Thanks for any ideas,
David Crane
DonorsChoose.org
David, > Once per quarter, we need to load a lot of data, which causes many > updates across the database. We have an online transaction > processing-style application, which we really want to stay up during the > update job. What you're talking about is "autonomous transactions". There's someone working on them for 8.4, and we may get them next version, but you can't have them now. However, you can write your stored procedures in an external language (like PL/Perl, PL/Ruby, PL/Java or PL/Python) and re-connect to your database in order to run several separate transactions. Several users are doing this for large ETL jobs. -- --Josh Josh Berkus PostgreSQL @ Sun San Francisco
On Thu, 2008-02-14 at 17:29 -0800, Josh Berkus wrote: > David, > > > Once per quarter, we need to load a lot of data, which causes many > > updates across the database. We have an online transaction > > processing-style application, which we really want to stay up during the > > update job. > However, you can write your stored procedures in an external language (like > PL/Perl, PL/Ruby, PL/Java or PL/Python) and re-connect to your database in > order to run several separate transactions. Several users are doing this > for large ETL jobs. > I actually do it externally via a perl script even, and I'm breaking the data down to even more than miniscule size.

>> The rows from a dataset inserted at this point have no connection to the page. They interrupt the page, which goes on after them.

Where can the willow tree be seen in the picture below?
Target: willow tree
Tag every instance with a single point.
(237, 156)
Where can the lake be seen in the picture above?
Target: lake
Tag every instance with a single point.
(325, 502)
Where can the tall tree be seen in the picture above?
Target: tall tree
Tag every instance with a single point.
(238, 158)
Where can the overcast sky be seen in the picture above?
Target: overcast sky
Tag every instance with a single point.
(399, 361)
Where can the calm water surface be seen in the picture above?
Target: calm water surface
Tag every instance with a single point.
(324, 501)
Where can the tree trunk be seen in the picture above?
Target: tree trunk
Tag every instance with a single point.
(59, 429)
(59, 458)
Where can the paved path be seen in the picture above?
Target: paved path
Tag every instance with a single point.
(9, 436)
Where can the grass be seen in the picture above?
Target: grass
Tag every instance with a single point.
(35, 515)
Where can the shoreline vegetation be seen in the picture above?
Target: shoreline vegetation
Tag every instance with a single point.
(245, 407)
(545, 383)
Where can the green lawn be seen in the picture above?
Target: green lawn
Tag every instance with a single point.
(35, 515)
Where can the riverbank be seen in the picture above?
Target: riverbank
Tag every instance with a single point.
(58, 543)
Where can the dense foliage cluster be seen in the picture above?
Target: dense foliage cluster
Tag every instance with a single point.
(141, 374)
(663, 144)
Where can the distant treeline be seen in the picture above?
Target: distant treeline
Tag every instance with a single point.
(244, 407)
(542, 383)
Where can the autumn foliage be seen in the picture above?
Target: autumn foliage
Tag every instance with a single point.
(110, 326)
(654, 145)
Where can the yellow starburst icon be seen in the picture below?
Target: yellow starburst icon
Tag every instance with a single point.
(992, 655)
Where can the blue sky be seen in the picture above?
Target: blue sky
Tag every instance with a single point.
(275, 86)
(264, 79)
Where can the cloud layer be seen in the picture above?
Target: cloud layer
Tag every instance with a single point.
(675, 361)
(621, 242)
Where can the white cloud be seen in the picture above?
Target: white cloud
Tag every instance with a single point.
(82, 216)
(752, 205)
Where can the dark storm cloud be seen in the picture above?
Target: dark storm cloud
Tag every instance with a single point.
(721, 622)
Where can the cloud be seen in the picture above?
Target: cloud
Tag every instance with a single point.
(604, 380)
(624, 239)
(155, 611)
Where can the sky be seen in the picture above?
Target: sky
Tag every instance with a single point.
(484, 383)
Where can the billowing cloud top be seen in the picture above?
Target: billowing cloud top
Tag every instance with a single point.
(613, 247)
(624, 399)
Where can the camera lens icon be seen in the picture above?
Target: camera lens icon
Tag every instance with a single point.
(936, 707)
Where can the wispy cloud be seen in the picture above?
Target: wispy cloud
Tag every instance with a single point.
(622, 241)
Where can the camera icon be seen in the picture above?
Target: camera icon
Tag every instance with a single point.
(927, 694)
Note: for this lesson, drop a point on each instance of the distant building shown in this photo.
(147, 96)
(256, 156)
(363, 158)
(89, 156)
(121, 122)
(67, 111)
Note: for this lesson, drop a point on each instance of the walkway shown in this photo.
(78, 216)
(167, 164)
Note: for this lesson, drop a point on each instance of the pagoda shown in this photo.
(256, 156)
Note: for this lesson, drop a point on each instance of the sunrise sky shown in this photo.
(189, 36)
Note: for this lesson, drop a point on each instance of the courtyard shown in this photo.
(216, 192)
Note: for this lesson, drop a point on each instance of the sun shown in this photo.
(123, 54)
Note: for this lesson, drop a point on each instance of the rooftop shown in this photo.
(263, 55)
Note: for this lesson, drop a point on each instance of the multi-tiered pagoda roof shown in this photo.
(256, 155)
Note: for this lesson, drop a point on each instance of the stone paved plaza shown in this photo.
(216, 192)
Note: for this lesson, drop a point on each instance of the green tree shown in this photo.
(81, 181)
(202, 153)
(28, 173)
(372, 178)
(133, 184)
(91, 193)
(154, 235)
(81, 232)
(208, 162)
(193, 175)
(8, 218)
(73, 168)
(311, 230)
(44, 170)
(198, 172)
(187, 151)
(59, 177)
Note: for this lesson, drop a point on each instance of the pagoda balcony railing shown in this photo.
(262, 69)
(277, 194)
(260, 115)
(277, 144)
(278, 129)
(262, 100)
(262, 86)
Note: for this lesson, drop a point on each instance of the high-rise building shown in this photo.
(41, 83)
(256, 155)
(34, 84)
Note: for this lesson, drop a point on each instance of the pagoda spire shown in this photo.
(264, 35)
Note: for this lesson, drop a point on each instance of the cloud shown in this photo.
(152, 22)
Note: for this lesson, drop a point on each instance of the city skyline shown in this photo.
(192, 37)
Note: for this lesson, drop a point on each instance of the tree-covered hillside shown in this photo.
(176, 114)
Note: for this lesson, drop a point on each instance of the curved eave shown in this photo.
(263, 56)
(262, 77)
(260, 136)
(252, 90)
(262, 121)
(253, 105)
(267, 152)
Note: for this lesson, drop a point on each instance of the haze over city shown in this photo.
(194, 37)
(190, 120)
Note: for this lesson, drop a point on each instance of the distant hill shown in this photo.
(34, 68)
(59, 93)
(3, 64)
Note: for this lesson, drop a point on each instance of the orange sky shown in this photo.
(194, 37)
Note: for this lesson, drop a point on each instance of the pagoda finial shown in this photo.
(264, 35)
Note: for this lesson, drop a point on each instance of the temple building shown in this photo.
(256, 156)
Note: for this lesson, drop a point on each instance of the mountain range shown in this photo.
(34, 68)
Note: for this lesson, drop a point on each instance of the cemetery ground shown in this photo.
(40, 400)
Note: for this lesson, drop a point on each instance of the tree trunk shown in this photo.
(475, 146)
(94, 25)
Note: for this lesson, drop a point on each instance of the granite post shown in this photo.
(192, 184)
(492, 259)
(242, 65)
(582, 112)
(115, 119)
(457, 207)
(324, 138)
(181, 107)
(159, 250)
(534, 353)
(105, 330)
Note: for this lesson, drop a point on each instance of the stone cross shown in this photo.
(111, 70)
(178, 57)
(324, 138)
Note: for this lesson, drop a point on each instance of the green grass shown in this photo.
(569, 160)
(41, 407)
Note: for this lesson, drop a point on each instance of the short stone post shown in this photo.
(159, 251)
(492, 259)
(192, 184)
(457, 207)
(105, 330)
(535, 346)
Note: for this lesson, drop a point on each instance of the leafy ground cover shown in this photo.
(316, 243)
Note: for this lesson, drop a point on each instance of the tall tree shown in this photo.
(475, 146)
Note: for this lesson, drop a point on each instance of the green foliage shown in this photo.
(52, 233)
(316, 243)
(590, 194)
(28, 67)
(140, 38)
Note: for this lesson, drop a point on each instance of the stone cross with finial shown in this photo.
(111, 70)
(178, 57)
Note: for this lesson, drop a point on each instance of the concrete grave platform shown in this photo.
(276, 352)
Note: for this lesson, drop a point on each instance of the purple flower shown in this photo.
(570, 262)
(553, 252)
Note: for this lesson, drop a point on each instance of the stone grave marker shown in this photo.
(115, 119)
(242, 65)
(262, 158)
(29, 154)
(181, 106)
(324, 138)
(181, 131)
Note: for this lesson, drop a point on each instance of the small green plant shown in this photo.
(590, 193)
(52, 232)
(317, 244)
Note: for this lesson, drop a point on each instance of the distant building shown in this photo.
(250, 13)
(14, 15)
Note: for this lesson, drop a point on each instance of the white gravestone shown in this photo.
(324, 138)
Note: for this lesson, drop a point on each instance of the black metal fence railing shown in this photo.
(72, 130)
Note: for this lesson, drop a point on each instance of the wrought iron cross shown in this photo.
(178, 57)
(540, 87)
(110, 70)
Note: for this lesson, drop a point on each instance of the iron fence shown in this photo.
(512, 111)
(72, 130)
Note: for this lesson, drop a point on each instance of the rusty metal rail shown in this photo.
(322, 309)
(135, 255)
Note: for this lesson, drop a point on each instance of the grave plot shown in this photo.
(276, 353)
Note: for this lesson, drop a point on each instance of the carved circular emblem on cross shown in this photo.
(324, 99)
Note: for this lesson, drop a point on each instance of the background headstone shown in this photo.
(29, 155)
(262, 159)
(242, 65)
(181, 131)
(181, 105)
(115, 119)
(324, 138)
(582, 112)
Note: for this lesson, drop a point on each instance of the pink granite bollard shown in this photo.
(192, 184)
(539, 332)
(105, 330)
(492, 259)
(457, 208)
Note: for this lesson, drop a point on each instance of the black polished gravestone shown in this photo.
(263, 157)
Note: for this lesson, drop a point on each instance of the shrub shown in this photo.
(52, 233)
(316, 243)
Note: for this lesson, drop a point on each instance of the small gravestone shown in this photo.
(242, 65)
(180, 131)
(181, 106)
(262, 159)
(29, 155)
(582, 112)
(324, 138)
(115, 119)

Thanks for the prompt replies! It sounds like these are variations of the same approach. In our case, we need to do a lot of comparing against the old data, audit tables and so forth, so the bulk of the work is in the body of the existing loop (already coded). So I think keeping that loop body in a stand-alone stored procedure will be the most efficient for us. And we'll port the logic outside the loop into a java program, easier for us to schedule through another existing system. Those autonomous transactions are gonna be nice, but PostgreSQL is plenty nice as it is. Progress is good, though. Thanks, David Crane -----Original Message----- From: Ow Mun Heng [mailto:Ow.Mun.Heng@wdc.com] Sent: Thursday, February 14, 2008 8:31 PM To: josh@agliodbs.com Cc: pgsql-performance@postgresql.org; David Crane Subject: Re: [PERFORM] Avoid long-running transactions in a long-runningstored procedure? On Thu, 2008-02-14 at 17:29 -0800, Josh Berkus wrote: > David, > > > Once per quarter, we need to load a lot of data, which causes many > > updates across the database. We have an online transaction > > processing-style application, which we really want to stay up during the > > update job. > However, you can write your stored procedures in an external language (like > PL/Perl, PL/Ruby, PL/Java or PL/Python) and re-connect to your database in > order to run several separate transactions. Several users are doing this > for large ETL jobs. > I actually do it externally via a perl script even, and I'm breaking the data down to even more than miniscule size.